Skye sighed. The truth was, she was feeling weirdly awkward around this new Scott, because – who was he, now? Obviously, her brother was not the pint-sized hero who'd towed her around the neighborhood in his Radio Flyer when they were little. And he wasn't the moody
whirlwind who'd basically dominated their lives for the past four years. And he wasn't, thank goodness, the cursing, raving Scott of last summer.

This new Scott, the Scott who had been e-mailing her for the past three months, seemed unfamiliar to Skye – as if, in the nine months that had passed since his accident, an entirely new person had been born.

This Scott – in his e-mails, anyway – could be angry and self-pitying, true. So could she. But he could also be funny, brave, and even optimistic, in spite of everything.

And he truly cared about her once more. They cared about each other.

But where had this new Scott McPhee been for the past four years, Skye wondered? Hidden, like the artist inside Danko Marshall?

And why had it taken a tragedy for that person to emerge?

It didn't seem to Skye as if their van had driven uphill at all, but it had; they were now only a few miles south of Santa Fe. There were puzzle pieces of snow by the road now, and many more bushes on the surrounding slopes.

It occurred suddenly to a half-awake Skye that there was so much horizon in this part of New Mexico – spreading for miles in a complete circle around her family's car –
that they must be somewhere near the exact center of the universe, or at least at the heart of the world. “X marks the spot,” she whispered sleepily.

“Huh?” Scott asked, removing his ear-buds once more.

“Tell you later,” Skye said, echoing her brother's earlier words.

26
Forever


N
o leftovers.
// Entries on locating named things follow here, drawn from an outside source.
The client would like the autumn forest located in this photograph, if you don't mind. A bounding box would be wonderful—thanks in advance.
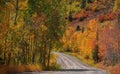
[0,0,120,74]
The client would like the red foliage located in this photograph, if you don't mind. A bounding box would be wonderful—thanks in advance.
[74,11,89,19]
[98,14,105,22]
[105,12,116,21]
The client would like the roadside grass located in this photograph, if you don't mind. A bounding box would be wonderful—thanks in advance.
[50,54,61,70]
[0,64,42,74]
[97,62,120,74]
[64,52,96,67]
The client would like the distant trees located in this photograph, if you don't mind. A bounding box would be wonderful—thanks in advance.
[0,0,66,69]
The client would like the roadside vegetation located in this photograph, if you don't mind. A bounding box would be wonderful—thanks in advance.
[0,0,120,74]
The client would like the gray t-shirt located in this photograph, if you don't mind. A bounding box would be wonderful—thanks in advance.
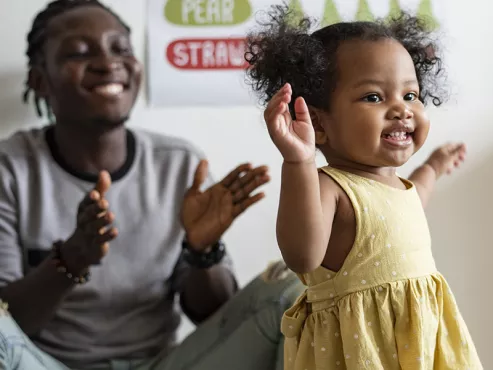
[0,126,230,366]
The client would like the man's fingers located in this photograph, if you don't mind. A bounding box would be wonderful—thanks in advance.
[77,199,109,226]
[221,163,252,189]
[228,166,269,193]
[190,160,209,191]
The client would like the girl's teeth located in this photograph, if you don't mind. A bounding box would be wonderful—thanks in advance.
[388,132,407,140]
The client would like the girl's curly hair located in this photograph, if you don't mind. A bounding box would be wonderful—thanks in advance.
[245,5,446,114]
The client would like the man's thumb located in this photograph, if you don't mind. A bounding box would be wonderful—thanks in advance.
[95,171,111,196]
[191,159,209,191]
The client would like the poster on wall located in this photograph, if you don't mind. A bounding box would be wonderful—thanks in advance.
[147,0,445,107]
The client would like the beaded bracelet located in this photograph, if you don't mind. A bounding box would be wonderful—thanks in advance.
[182,239,226,269]
[52,240,91,284]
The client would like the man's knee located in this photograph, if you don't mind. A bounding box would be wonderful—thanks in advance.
[217,261,303,343]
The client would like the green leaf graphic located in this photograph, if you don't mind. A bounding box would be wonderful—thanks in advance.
[387,0,402,20]
[164,0,252,27]
[288,0,305,26]
[321,0,341,27]
[356,0,375,22]
[417,0,440,30]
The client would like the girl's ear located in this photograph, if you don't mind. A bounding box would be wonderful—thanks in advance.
[308,106,327,145]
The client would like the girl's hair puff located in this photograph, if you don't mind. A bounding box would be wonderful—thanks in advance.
[245,5,446,114]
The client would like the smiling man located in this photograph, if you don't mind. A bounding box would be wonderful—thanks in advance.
[0,0,298,370]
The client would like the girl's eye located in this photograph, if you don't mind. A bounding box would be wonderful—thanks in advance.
[363,94,382,103]
[404,93,418,101]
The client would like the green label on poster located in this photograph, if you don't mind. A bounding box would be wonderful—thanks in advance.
[164,0,252,27]
[321,0,341,27]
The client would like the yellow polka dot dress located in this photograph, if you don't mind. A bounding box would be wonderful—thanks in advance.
[281,167,483,370]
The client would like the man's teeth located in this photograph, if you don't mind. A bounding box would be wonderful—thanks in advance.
[387,131,408,140]
[94,83,123,96]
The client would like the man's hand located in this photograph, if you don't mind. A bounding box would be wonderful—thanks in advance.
[181,160,270,251]
[61,171,118,275]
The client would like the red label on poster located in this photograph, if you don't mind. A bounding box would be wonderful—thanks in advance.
[166,38,248,70]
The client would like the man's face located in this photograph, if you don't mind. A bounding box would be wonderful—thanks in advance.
[39,6,142,129]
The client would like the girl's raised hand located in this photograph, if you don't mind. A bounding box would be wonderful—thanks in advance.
[264,84,315,163]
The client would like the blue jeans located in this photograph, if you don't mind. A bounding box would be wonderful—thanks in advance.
[0,266,303,370]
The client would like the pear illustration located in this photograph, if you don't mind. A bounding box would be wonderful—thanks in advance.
[321,0,341,27]
[356,0,375,22]
[417,0,440,30]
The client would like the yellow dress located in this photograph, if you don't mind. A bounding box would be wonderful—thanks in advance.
[281,167,483,370]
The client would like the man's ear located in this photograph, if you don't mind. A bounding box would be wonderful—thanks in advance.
[27,66,48,99]
[308,106,327,145]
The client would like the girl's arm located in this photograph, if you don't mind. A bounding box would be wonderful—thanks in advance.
[264,84,335,273]
[409,143,466,207]
[277,161,336,273]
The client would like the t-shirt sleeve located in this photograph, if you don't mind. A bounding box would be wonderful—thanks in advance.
[0,157,23,287]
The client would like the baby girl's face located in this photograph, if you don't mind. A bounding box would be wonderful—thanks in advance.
[320,39,429,167]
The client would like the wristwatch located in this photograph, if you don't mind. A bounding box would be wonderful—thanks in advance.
[181,238,226,269]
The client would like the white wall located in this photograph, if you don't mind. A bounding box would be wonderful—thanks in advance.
[0,0,493,369]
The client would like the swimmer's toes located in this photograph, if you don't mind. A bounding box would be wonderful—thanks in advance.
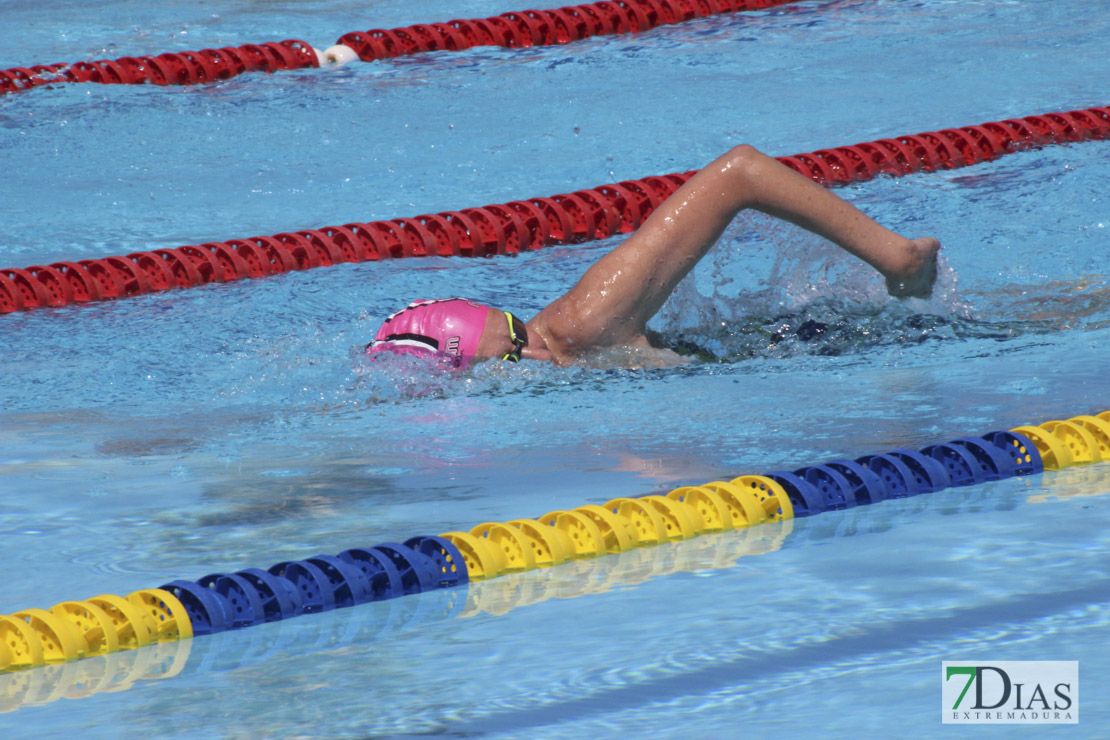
[887,236,940,298]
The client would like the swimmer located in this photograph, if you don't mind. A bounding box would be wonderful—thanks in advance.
[366,145,940,367]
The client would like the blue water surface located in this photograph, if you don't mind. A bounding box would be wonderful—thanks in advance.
[0,0,1110,738]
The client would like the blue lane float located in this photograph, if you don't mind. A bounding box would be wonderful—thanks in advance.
[10,412,1110,672]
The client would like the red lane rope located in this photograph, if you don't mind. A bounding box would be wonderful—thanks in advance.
[336,0,798,62]
[0,0,799,93]
[0,107,1110,313]
[0,39,320,93]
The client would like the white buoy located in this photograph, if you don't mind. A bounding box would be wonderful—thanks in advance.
[316,43,359,67]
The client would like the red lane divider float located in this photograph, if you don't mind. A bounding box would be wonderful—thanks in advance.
[0,39,320,93]
[0,107,1110,313]
[336,0,798,62]
[0,0,798,93]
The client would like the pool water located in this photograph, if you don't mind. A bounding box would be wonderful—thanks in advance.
[0,0,1110,738]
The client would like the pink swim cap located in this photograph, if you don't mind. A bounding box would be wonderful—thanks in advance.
[366,298,492,367]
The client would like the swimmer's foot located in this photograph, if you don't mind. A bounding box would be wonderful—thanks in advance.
[885,236,940,298]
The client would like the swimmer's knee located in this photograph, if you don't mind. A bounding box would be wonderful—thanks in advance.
[726,144,767,178]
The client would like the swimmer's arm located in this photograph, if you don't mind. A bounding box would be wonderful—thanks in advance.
[535,145,940,354]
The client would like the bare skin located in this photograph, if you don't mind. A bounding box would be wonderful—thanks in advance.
[478,145,940,364]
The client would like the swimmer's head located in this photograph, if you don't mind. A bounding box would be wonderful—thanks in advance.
[366,298,528,367]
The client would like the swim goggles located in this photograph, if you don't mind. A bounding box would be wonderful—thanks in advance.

That's the only bad thing about Thanks-giving in a hotel,” Skye said late Friday morning, the day after Thanksgiving, as she and Scott sat bundled up on a bench in chilly sunlight in Santa Fe's central plaza. Behind them, skeletal trees cast lacy shadows on the remains of the snow – dirt-sifted now – that had fallen a week earlier.

Skye had dreamed about Christmas in Santa Fe the night before, she suddenly remembered, surprised that her imagination had picked the wrong holiday to celebrate. It had been a lavender-blue twilight in her dream, and very cold, with snow decorating the tops of the town's adobe walls like white frosting on flat-roofed gingerbread houses, and she was all alone. But hundreds of
farolitos
lined every walkway and rooftop, and they warmed her with their glow.